A Phase II Study to Evaluate the Efficacy, Safety and Tolerability of HLX26 (Anti-LAG-3 Monoclonal Antibody Injection) in Combination with Serplulimab in Patients with MCRC That Have Received 3 Prior Lines of Therapy

This study is a phase II study to evaluate the efficacy, safety and tolerability of HLX26 and HLX10 in the treatment of patients with metastatic colorectal carcinoma that had received 3 prior therapies.

Study Overview

• Status: Terminated
• Conditions: Colorectal Cancer Metastatic
• Intervention / Treatment: Drug: HLX26; Drug: HLX10

Detailed Description

This study is a phase II study to evaluate the efficacy, safety and tolerability of HLX26 and HLX10 in the treatment of patients with metastatic colorectal carcinoma that had received 3 prior therapies.
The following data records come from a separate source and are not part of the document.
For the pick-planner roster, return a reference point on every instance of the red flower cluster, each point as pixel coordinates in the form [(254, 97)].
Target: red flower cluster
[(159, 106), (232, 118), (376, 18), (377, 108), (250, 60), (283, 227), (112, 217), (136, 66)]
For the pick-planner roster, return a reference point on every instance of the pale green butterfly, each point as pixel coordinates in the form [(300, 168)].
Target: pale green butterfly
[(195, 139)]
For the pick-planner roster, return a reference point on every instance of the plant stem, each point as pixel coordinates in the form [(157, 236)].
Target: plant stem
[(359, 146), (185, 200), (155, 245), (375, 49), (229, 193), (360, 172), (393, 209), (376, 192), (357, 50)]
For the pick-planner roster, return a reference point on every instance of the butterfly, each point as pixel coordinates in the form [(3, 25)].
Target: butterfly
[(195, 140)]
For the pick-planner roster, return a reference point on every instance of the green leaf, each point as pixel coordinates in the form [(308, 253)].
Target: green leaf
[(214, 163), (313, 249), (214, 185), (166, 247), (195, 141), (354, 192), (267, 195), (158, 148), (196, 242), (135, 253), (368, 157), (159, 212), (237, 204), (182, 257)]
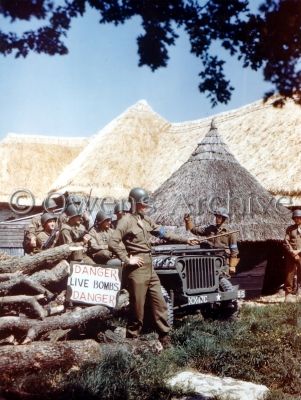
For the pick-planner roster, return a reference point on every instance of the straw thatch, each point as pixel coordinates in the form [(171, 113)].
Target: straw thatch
[(33, 162), (139, 148), (121, 156), (211, 178)]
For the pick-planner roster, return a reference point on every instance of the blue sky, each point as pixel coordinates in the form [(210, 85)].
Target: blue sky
[(78, 94)]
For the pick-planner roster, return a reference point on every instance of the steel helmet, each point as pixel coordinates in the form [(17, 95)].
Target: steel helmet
[(47, 217), (102, 216), (296, 213), (122, 206), (73, 210), (139, 196), (223, 212), (49, 203)]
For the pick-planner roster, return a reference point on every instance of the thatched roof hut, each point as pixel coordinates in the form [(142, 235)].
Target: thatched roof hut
[(33, 162), (212, 177), (140, 148), (120, 156)]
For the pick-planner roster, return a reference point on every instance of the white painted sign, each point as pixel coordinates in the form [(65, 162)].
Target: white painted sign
[(92, 284)]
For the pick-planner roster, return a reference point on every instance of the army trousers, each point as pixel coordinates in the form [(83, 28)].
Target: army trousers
[(291, 268), (141, 283)]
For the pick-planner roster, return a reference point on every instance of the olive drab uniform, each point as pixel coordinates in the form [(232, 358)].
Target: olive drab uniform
[(134, 231), (74, 235), (98, 248), (42, 238), (31, 231), (227, 242), (292, 241)]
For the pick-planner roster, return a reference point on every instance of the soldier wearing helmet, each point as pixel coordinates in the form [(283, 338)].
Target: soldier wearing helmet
[(134, 231), (227, 242), (49, 235), (35, 227), (292, 244), (75, 233), (98, 245)]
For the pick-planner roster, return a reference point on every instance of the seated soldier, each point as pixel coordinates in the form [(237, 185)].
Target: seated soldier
[(74, 232), (35, 227), (227, 242), (100, 234), (49, 235)]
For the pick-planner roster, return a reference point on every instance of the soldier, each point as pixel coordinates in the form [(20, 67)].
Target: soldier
[(98, 245), (227, 242), (292, 243), (35, 227), (49, 235), (120, 209), (135, 230), (74, 232)]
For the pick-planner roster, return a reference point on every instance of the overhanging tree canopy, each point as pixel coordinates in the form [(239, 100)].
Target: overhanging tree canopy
[(269, 38)]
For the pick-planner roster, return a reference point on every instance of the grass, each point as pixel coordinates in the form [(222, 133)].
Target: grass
[(263, 346)]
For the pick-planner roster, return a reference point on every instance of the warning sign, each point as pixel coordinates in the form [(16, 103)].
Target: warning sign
[(93, 284)]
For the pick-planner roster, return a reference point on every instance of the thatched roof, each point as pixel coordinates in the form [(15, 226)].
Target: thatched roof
[(266, 140), (33, 162), (140, 148), (212, 177), (121, 156)]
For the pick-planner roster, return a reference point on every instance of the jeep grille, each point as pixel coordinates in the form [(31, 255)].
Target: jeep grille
[(200, 274)]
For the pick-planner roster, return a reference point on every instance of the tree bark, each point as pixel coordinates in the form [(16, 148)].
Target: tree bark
[(28, 264), (47, 355)]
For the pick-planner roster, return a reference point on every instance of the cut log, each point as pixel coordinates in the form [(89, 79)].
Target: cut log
[(21, 280), (34, 328), (24, 302), (40, 356), (30, 263)]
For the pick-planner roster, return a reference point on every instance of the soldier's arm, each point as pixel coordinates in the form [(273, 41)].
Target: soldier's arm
[(115, 241), (287, 244), (65, 236), (233, 245)]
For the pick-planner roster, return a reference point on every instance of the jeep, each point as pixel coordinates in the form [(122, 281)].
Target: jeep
[(196, 277)]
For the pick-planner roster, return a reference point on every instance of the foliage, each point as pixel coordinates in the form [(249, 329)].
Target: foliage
[(269, 38), (263, 346)]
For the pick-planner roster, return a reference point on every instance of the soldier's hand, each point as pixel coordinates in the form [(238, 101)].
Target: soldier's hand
[(135, 260), (86, 238), (193, 241), (33, 242)]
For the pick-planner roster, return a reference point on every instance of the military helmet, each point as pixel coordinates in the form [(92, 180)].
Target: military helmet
[(49, 203), (223, 212), (296, 213), (139, 196), (102, 216), (73, 211), (46, 217), (122, 206)]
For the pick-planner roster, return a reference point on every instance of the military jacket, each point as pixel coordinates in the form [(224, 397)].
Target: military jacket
[(71, 234), (292, 239), (229, 242), (99, 239), (134, 231), (42, 238)]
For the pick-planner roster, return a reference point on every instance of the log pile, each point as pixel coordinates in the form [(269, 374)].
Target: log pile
[(33, 298)]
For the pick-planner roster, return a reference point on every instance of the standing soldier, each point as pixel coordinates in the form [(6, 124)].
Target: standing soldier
[(227, 242), (98, 245), (49, 235), (120, 209), (74, 232), (35, 227), (292, 243), (135, 230)]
The study is composed of the first stage (escalation stage) and the second stage (expansion stage). In the first stage (escalation stage), a 3 + 3 dose escalation design will be used. Patients will receive 3 dose levels of HLX26 (500mg, 800mg, 1600mg) combined with HLX10 300mg intravenously every 3 weeks. Observation period of DLT lasts for 3 weeks after the first administration of HLX26. In the second stage, the safety and efficacy of 2 dose levels of HLX26 (800mg and 1600mg) combined with HLX10 300mg will be evaluated. Eligible subjects will be enrolled in the HLX26 800mg group and HLX26 1600mg group in sequence, 20 subjects per group.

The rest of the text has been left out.